B.  The Selflessness of Christ (v.  7)

"I tell you the truth: It is expedient for you that I go away; for if I go not away, the Comforter will not come unto you; but if I depart, I will send him unto you. "

Rather than rebuking the disciples for their selfishness, Christ gave them comfort.  He reassured them that His death would bring about good.  Through His death there is forgiveness of sins and reconciliation with God.  Through His resurrection, Christ conquered death for all men.  Also if Christ did not leave, the Holy Spirit would not come to indwell His disciples giving them the power to realize the promises of the Father.  So it was better for Christ to go. 

Going and Coming

Jesus said, "If I go not away, the Comforter will not come unto you" (John 16:7).  The Holy Spirit's comforting ministry would not begin before Christ returned to the Father.  The reason is found in verse 14: "He [the Holy Spirit] shall glorify me; for he shall receive of mine, and shall show it unto you. " The Holy Spirit could not display the redemptive work of Christ until it was accomplished.  Thus the Spirit could not come until the Son accomplishes His task.  Did Jesus finish His work? In John 17:4 He says, "I have finished the work thou gavest me to do. " In turn God responded by giving the Spirit to dwell within us.

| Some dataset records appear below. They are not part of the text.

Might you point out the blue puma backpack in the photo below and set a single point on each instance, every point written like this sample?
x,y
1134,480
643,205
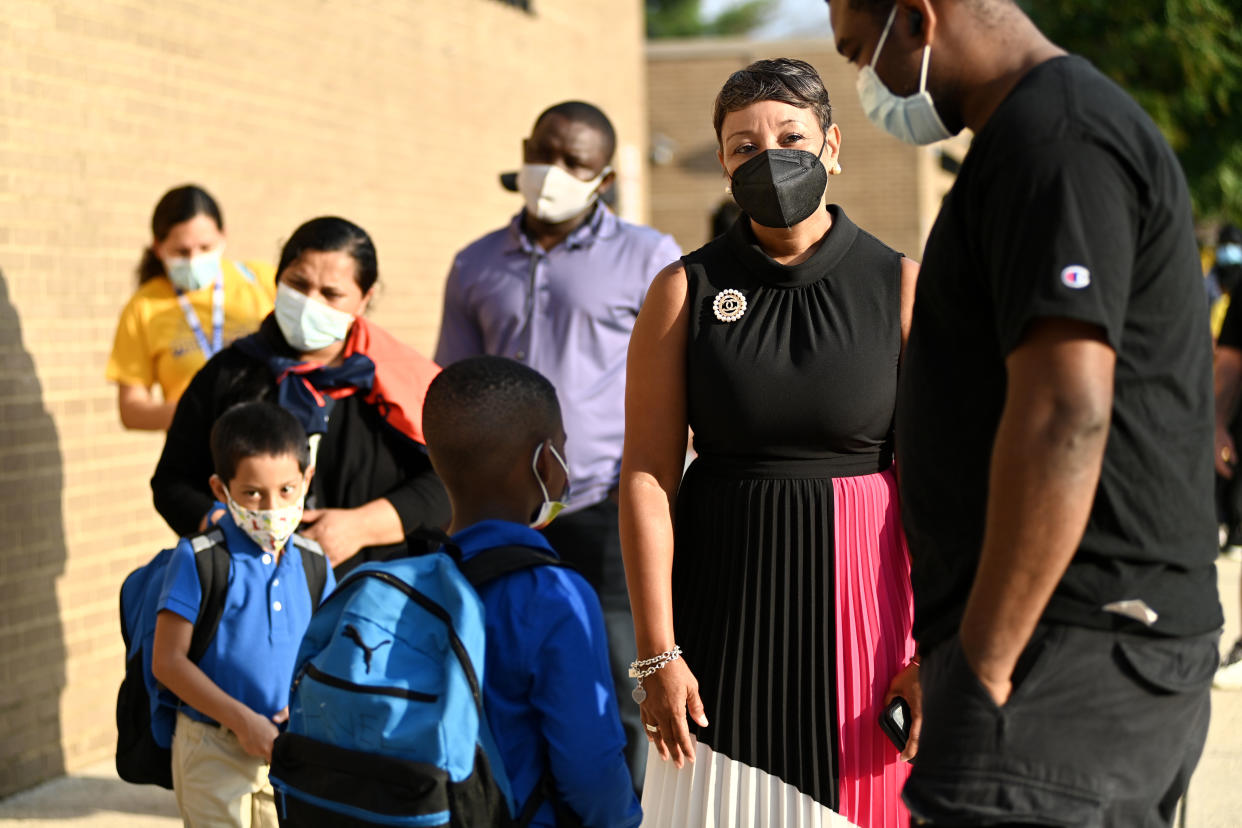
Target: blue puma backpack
x,y
386,723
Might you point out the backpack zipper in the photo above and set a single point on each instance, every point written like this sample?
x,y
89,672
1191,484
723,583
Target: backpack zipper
x,y
344,684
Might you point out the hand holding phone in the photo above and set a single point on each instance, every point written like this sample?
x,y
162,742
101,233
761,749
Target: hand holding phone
x,y
894,720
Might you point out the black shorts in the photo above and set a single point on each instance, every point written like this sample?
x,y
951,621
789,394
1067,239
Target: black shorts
x,y
1102,729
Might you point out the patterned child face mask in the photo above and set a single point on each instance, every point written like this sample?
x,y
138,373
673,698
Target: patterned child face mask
x,y
267,528
549,508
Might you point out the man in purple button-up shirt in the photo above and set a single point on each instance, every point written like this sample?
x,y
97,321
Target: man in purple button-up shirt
x,y
559,289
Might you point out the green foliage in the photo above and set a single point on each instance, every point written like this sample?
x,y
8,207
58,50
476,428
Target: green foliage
x,y
684,19
1181,60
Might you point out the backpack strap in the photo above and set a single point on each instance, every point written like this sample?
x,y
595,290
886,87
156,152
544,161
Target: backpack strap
x,y
314,564
502,560
211,559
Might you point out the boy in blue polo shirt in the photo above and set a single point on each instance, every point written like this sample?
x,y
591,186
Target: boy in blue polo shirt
x,y
234,698
496,438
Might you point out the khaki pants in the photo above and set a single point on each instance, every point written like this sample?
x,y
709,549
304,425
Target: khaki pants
x,y
217,785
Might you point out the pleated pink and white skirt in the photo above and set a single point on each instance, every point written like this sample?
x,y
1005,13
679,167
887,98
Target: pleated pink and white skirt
x,y
791,601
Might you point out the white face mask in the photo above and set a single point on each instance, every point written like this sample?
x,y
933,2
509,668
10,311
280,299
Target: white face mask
x,y
554,195
196,272
307,324
550,508
267,528
912,119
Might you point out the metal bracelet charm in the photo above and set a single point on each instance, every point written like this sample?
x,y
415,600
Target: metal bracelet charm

Jesus Christ has long since returned to the Father, but the Holy Spirit continues to indwell us.  It's true that the world hates Christians but in spite of all its hostility and hatred, Jesus said we have a Comforter who will strengthen, empower, and energize us to give testimony of Christ and convict men of sin.  What a tremendous promise! In their own strength the disciples couldn't confront the world, but energized by the Holy Spirit they turned the world upside down.  So can we!

Focusing of the Facts

1.  What does "these things" of John 16:1 refer to ?

2.  Explain the meaning of the Greek word translated "offended" in John 16:1. 

3.  Explain how the apostle Paul, before his conversion, partially fulfilled John 16:2 (Acts 26:9-11). 

4.  What is another word for faith (John 14:29)?

5.  Why did the Jewish people fear being put out of the synagogue (John 16:2)?

6.  What does the term translated "service" mean in John 16:2?

7.  How does right knowledge affect worship (John 16:3)?

8.  Why did Christ wait until the end of His ministry to tell His disciples about the depth of persecution they would face (John 16:4)?

9.  Who is the dragon in Revelation 12:9?

10.  Identify the child and woman in Revelation 12:13. 

11.  Explain why there is no contradiction between John 16:5 and John 13:36. 

12.  How did Christ's resurrection affect the disciples (Luke 24:50-53)?

Pondering the Principles

1.  When we think of God's loving care for His children, we usually turn to passages such as Psalm 23 or Isaiah 40.  Although we may not think of John 16:1-7 as such a passage, in many ways it tells us of God concern and involvement in our lives.  Some claim that God is not personal in nature or that He doesn't care about mankind.  In contrast, how is God's care for His children evident in this passage?

2. We tend to forget God's many provisions when we have experienced an extended period of ease (Deut.  8:11-18).  That is one reason trials are to be counted as a blessing from God (James 1:2-5).  Realizing that we tend to forget past divine provisions and that we need encouragement to confront a hostile world, God instructed His children to establish memorials.  Those memorials were be simple reminders of God gracious dealing with His children in the past (eg.  Josh.  4:9).  They served to strengthen the faith of believers as they face new difficulties.  Think of ways that you and your family could establish personal memorials so that you don't forget the good things God has done for you.